Over the last 18 months or so, though, my views on the subject changed. I've mentioned before that I got into Ketamine last year, and I'm not going into much detail here on what that looked like, but the experiences changed me. The things I saw and felt did not exist in my brain because I spent my whole life doubting their existence. 

I have identified as Jewish my whole life because it's the one religion where it's as much of a race as a religion. If I had lived in Germany in the 40s, the S.S. wouldn't have asked me if I believed in God before they threw me on a train to Auschwitz. In that way, I have always felt Jewish. So, when someone with tens of millions of followers starts regurgitating tropes of Jews controlling the media, or Kyrie Irving tweets links to movies that deny the Holocaust ever happened, it hits home. I lived in New York before New Orleans and in St. Louis before New York. There were a lot of Jews in both of those places. Non-Jews have a frame of reference when they hear shit like "I'M GOING DEATH CON 3 ON ALL JEWS". In the deep south, though, that's not the case. I know that many people in this part of the country don't know any Jewish people or have never met any Jewish people. And this is just how this shit starts. Someone influential starts telling the people that listen to them that Jews are a part of the problem, the reason why they're being silenced, or don't have money. Next thing you know, signs are hanging on a bridge in L.A. saying, "KANYE IS RIGHT ABOUT THE JEWS," and people are waking up to nazi propaganda in their mailbox in Beverly Hills. 

This shit has to stop. If you know someone that casually says things like "I just got jewed out of some money," or "you're such a jew," or "Jews run Hollywood/banks/the world," call them the fuck out on it. And yeah, I know, there are a lot of Jews in Hollywood. And in law. And in medicine. It's because when we came to this country, there wasn't a lot we were allowed to do. Acting was considered too effeminate for "Good Christian men," so Jews stepped in and went from Vaudeville to running studios. When hospitals wouldn't hire Jews, we opened our own. And when elite law firms BANNED Jews, we started our own, usually with a non-Jewish partner's name on the door. (I found all this out recently by reading this article in Rolling Stone; you should read it.) And those traditions lived on, and generation followed generation in the same industries. Our involvement in the areas we have been associated with lording over is not a conspiracy; it's just what we did to survive when we got to this country and realized we were fucking good at. 

Most people who say these things aren't hateful people; they're just ignorant and uneducated about it, and hearing one time that they should think before they say that shit could change their behavior. And then their kids don't hear that growing up, and then there's a ripple effect.

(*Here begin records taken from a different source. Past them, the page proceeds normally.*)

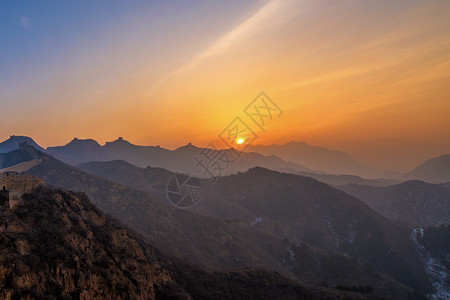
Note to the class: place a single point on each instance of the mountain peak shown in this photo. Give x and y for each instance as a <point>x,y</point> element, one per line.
<point>76,141</point>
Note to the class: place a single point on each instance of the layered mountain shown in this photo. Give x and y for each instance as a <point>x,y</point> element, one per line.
<point>57,245</point>
<point>25,153</point>
<point>178,160</point>
<point>314,158</point>
<point>415,202</point>
<point>349,179</point>
<point>435,170</point>
<point>225,243</point>
<point>301,211</point>
<point>13,143</point>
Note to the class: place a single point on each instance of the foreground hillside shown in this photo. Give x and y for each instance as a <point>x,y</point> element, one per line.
<point>415,202</point>
<point>58,245</point>
<point>435,170</point>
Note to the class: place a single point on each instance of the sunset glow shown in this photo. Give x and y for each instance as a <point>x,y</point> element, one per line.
<point>165,73</point>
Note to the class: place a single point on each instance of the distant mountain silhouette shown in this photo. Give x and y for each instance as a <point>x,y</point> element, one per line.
<point>179,160</point>
<point>214,242</point>
<point>435,170</point>
<point>315,158</point>
<point>415,202</point>
<point>291,207</point>
<point>13,143</point>
<point>57,245</point>
<point>24,153</point>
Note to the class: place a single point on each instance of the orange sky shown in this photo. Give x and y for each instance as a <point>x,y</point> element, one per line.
<point>340,70</point>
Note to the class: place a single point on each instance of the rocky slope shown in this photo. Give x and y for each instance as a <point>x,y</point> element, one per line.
<point>415,202</point>
<point>57,245</point>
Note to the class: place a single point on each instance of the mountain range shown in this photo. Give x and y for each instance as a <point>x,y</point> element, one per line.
<point>435,170</point>
<point>315,158</point>
<point>349,246</point>
<point>301,218</point>
<point>58,245</point>
<point>330,166</point>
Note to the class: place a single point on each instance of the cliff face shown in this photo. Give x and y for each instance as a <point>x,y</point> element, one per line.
<point>57,245</point>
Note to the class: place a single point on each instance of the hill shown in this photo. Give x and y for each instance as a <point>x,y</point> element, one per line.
<point>415,202</point>
<point>178,160</point>
<point>349,179</point>
<point>13,143</point>
<point>304,215</point>
<point>58,245</point>
<point>314,158</point>
<point>435,170</point>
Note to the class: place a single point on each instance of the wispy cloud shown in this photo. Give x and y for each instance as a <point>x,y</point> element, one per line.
<point>26,22</point>
<point>249,27</point>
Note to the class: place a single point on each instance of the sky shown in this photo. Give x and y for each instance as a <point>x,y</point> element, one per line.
<point>172,72</point>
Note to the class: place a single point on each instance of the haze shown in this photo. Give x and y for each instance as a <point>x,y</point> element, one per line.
<point>165,72</point>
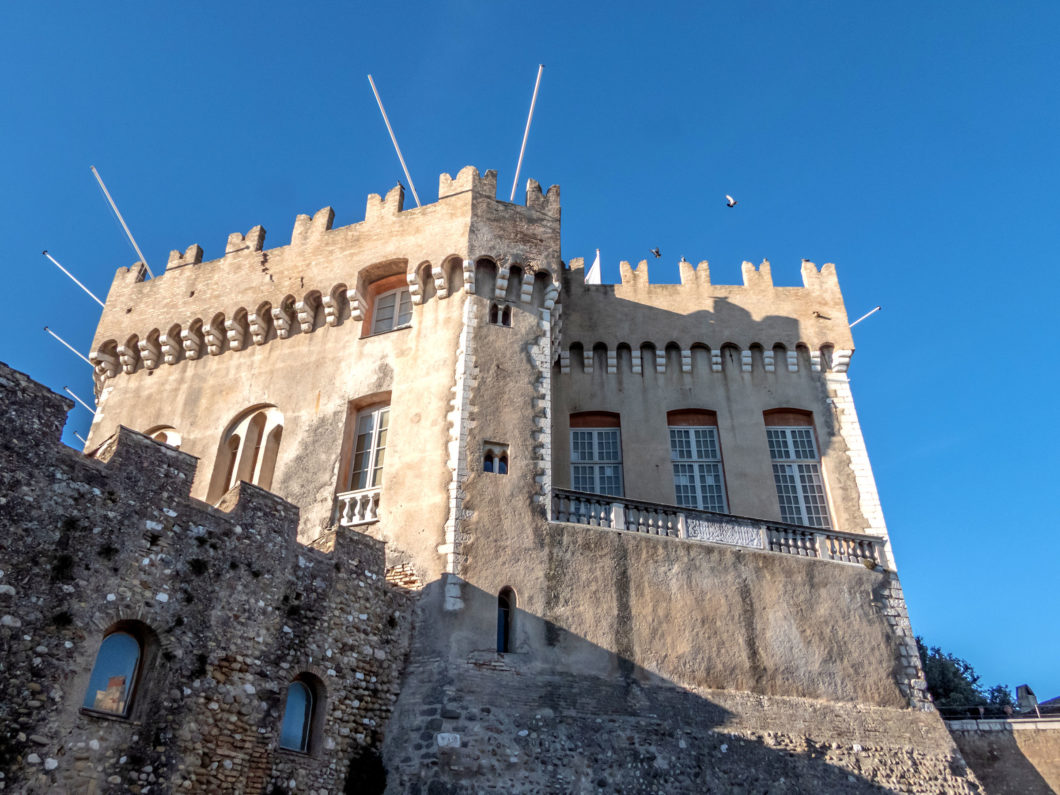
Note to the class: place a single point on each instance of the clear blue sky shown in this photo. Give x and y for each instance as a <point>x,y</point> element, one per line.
<point>913,144</point>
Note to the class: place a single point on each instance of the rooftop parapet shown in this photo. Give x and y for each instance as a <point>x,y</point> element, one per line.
<point>698,311</point>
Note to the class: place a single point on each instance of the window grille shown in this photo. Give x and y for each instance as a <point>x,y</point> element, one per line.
<point>596,461</point>
<point>796,472</point>
<point>698,476</point>
<point>393,310</point>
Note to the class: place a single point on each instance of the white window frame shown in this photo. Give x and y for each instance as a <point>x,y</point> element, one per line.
<point>595,467</point>
<point>380,418</point>
<point>703,466</point>
<point>402,298</point>
<point>797,475</point>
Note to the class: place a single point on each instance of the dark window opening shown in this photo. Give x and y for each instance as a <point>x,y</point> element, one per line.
<point>506,606</point>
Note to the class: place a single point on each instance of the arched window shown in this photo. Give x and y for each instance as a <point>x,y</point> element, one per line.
<point>248,451</point>
<point>699,479</point>
<point>165,435</point>
<point>506,608</point>
<point>495,457</point>
<point>796,466</point>
<point>111,686</point>
<point>369,448</point>
<point>596,453</point>
<point>301,713</point>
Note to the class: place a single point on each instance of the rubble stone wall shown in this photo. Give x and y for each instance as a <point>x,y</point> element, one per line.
<point>230,606</point>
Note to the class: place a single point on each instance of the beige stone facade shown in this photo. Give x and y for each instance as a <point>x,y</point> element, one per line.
<point>439,381</point>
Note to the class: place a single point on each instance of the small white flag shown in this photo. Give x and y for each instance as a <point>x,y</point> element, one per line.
<point>593,275</point>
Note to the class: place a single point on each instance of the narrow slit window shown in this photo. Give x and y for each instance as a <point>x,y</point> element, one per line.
<point>393,310</point>
<point>695,455</point>
<point>506,606</point>
<point>111,685</point>
<point>297,718</point>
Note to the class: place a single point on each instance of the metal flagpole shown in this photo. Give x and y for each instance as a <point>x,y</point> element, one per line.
<point>45,252</point>
<point>69,346</point>
<point>124,225</point>
<point>68,391</point>
<point>870,312</point>
<point>526,134</point>
<point>394,139</point>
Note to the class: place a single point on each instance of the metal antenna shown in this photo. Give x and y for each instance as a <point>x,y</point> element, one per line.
<point>68,391</point>
<point>124,225</point>
<point>526,134</point>
<point>45,252</point>
<point>69,346</point>
<point>394,139</point>
<point>870,312</point>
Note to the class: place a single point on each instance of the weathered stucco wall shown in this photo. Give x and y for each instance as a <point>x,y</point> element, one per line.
<point>230,606</point>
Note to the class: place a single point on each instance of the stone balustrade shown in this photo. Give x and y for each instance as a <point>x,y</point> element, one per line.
<point>618,513</point>
<point>359,507</point>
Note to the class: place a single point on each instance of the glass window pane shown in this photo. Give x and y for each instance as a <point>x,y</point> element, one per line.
<point>297,714</point>
<point>110,685</point>
<point>791,510</point>
<point>384,316</point>
<point>405,310</point>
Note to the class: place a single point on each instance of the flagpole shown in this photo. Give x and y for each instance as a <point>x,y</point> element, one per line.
<point>69,346</point>
<point>120,218</point>
<point>394,139</point>
<point>526,133</point>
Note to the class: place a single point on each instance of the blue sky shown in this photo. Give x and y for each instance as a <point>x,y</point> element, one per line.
<point>915,145</point>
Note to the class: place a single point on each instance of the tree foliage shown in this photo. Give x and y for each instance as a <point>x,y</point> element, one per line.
<point>952,682</point>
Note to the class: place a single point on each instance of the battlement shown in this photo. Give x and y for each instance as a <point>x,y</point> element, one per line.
<point>743,318</point>
<point>324,277</point>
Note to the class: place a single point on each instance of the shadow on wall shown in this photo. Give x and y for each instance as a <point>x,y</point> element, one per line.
<point>486,720</point>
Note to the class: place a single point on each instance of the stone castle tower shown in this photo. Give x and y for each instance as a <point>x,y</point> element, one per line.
<point>550,536</point>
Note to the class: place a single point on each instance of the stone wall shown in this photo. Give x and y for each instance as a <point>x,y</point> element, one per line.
<point>229,607</point>
<point>1016,757</point>
<point>489,726</point>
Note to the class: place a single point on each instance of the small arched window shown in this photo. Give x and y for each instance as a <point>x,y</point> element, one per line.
<point>112,684</point>
<point>300,711</point>
<point>506,608</point>
<point>248,451</point>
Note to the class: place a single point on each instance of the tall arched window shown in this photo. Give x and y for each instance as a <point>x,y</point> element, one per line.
<point>596,453</point>
<point>248,451</point>
<point>796,466</point>
<point>506,608</point>
<point>111,687</point>
<point>301,713</point>
<point>695,452</point>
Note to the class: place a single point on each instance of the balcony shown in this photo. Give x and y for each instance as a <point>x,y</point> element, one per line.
<point>360,507</point>
<point>619,513</point>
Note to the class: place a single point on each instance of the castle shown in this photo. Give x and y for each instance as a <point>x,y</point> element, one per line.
<point>408,499</point>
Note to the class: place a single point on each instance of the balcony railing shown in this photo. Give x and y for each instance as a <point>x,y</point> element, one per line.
<point>619,513</point>
<point>360,507</point>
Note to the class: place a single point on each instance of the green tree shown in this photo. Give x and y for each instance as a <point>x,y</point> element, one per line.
<point>952,682</point>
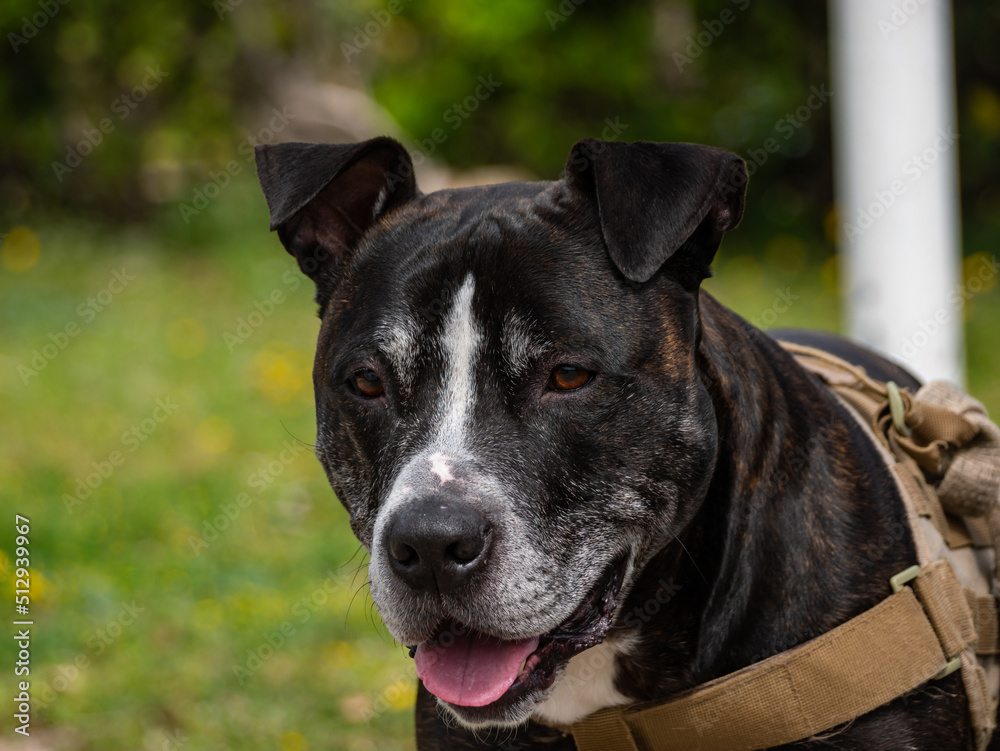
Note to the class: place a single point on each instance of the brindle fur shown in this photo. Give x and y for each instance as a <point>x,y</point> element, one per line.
<point>770,516</point>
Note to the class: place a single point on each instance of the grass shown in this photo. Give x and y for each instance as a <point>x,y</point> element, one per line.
<point>261,635</point>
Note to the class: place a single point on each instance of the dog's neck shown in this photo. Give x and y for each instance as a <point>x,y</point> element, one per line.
<point>790,539</point>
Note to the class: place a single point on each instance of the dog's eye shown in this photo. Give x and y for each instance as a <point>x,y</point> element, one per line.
<point>569,377</point>
<point>367,383</point>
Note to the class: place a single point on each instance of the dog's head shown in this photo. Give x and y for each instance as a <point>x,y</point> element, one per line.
<point>508,397</point>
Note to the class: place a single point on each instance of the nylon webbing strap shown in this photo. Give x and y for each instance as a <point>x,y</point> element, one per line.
<point>604,731</point>
<point>862,664</point>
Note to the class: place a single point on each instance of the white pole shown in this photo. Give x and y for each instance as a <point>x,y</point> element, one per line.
<point>895,155</point>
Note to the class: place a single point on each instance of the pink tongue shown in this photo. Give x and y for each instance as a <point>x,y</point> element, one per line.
<point>473,670</point>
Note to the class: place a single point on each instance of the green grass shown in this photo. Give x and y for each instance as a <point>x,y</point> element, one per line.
<point>124,680</point>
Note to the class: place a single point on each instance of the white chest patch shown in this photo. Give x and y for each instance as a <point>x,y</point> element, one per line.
<point>460,343</point>
<point>586,685</point>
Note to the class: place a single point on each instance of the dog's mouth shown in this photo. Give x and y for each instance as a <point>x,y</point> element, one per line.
<point>470,669</point>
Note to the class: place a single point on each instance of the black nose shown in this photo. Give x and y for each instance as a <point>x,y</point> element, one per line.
<point>438,545</point>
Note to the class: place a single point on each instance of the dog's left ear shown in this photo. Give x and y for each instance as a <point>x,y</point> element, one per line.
<point>660,202</point>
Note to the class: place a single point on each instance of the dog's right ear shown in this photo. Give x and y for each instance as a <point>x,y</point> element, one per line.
<point>324,197</point>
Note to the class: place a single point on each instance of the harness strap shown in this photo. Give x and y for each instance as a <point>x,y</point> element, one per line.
<point>891,649</point>
<point>945,455</point>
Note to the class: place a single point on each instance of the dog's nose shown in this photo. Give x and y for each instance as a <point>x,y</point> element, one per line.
<point>438,545</point>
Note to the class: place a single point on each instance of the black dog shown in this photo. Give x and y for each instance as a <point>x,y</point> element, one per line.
<point>582,481</point>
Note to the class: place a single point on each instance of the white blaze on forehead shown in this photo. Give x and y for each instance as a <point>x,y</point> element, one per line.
<point>460,342</point>
<point>439,466</point>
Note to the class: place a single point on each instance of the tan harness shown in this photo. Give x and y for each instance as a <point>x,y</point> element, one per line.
<point>944,454</point>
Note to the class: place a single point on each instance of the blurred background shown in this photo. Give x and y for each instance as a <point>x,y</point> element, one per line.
<point>194,581</point>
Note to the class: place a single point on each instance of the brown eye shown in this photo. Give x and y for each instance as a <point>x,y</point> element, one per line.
<point>569,377</point>
<point>367,383</point>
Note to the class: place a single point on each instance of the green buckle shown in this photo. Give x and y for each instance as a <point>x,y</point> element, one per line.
<point>896,409</point>
<point>897,583</point>
<point>903,577</point>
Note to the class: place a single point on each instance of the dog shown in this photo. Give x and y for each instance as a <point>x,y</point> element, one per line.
<point>582,481</point>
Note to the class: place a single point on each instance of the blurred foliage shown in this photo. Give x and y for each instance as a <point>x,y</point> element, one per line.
<point>723,72</point>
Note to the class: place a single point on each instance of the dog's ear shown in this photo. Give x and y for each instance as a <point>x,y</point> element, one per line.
<point>660,202</point>
<point>324,197</point>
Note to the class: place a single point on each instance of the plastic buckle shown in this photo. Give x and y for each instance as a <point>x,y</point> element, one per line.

I celebrated Hanukkah this year for the first time as an adult. I bought a blue/white/gold-dreidel-with-star-of-david-disco-ball-wreath from my incredibly talented friend Samantha and fastened it to my door. I hung blue and white flashing lights outside. I lit a menorah in my window. My wife, Chera, raised Catholic, enthusiastically joined me in all of this, which I greatly appreciate. I did all of this proudly, but I would be lying if I said that when I did, I wasn't worried that I could be putting a target on my house in case a Charlottesville-style march came through New Orleans, or just some Kanye stans happened to see my house and decide to send a message. 

Anti-semitism has no place in our society. I'd say I miss the old Kanye, but I read recently that it's been an open secret in the music industry that he has been praising Hitler for the past 20 years to anyone he worked with. So, fuck Kanye—old and new.

I hope you're doing well and that we can leave this nonsense in 2022.